Technician holding Cerebras Systems’ Wafer-Scale Engine, a giant computer chip
Cerebras Systems
AI is everywhere these days, and we’ve become accustomed to chatbots answering our questions like oracles or conjuring up magical images. Those responses are called inferences in the trade and the colossal computer programs from which they rain are housed in massive data centers referred to as ‘the cloud.’
Now, brace for a downpour.
Cerebras Systems, known for its revolutionary wafer-scale computer chip, big as a dinner plate, is about to unleash one of the top AI models—Meta’s open-source LLaMA 3.1—on its chip. Not beside it or above it or below it, but on it—a configuration that could blow away traditional inference.
What is more, Cerebras claims that its inference costs are one-third of those on Microsoft’s Azure cloud computing platform, while using one-sixth the power.
“With speeds that push the performance frontier and competitive pricing, Cerebras Inference is particularly compelling for developers of AI applications with real-time or high-volume requirements,” said Micah Hill-Smith, co-founder and CEO of Artificial Analysis Inc, which provides independent analysis of AI models.
Raindrops On The Water
This could create a ripple effect across the entire AI ecosystem. As inference becomes faster and more efficient, developers will be able to push the boundaries of what AI can do. Applications that were once bottlenecked by hardware limitations may now be able to flourish, leading to innovations that were previously thought impossible.
For example, in the realm of natural language processing, models could generate more accurate and coherent responses. This could revolutionize areas such as automated customer service, where understanding the full context of a conversation is crucial for providing helpful responses. Similarly, in fields like healthcare, AI models could process and analyze larger datasets more quickly, leading to faster diagnoses and more personalized treatment plans.

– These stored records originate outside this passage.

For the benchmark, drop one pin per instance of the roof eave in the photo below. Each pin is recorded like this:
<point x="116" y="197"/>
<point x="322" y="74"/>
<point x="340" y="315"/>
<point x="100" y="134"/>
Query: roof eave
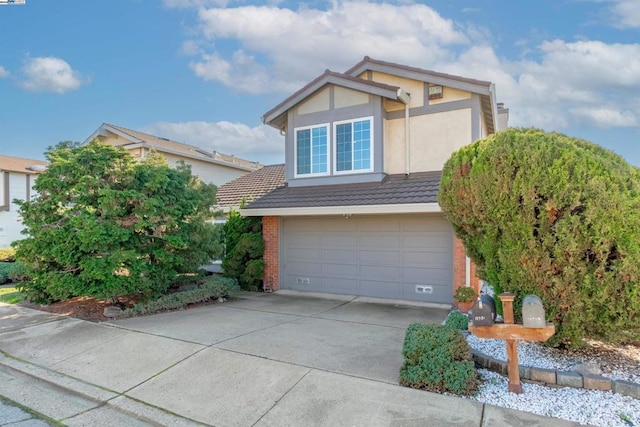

In the business world, the ability to run inference at unprecedented speeds opens new opportunities for real-time analytics and decision making. Companies could deploy AI systems that analyze market trends, customer behavior and operational data in real-time, allowing them to respond to changes in the market with agility and precision. This could lead to a new wave of AI-driven business strategies, where companies leverage real-time insights to gain a competitive edge.
But whether this will be a cloudburst, or a deluge remains to be seen.
As AI workloads move to inference and away from training operations, the need for more efficient processors becomes imperative. Many companies are working on this challenge.
“Wafer scale integration from Cerebras is a novel approach that eliminates some of the handicaps that generic GPUs have and shows much promise,” said Jack Gold, the founder of J. Gold Associates, a technology analyst firm. He cautions that Cerebras is still a startup in a room full of big players.
Inference As A Service
Cerebras’ AI inference service not only accelerates the pace of AI model execution but could also alter the way businesses think about deploying and interacting with AI in real-world applications.
In typical AI inference workflows, large language models such as Meta’s LLaMA or OpenAI’s GPT-4o are housed in data centers, where they are called upon by application programming interfaces (APIs) to generate responses to user queries. These models are enormous and require immense computational resources to operate efficiently. GPUs, the current workhorses of AI inference, are tasked with the heavy lifting, but they struggle under the weight of these models, particularly when it comes to moving data between the model’s memory and its compute cores.
But with Cerebras’ new inference service, all the layers of a model, currently the 8 billion parameter and 70 billion parameter versions of LLaMA 3.1, are stored right on the chip. When a prompt is sent to the model, the data can be processed almost instantaneously because it doesn’t have to travel long distances within the hardware.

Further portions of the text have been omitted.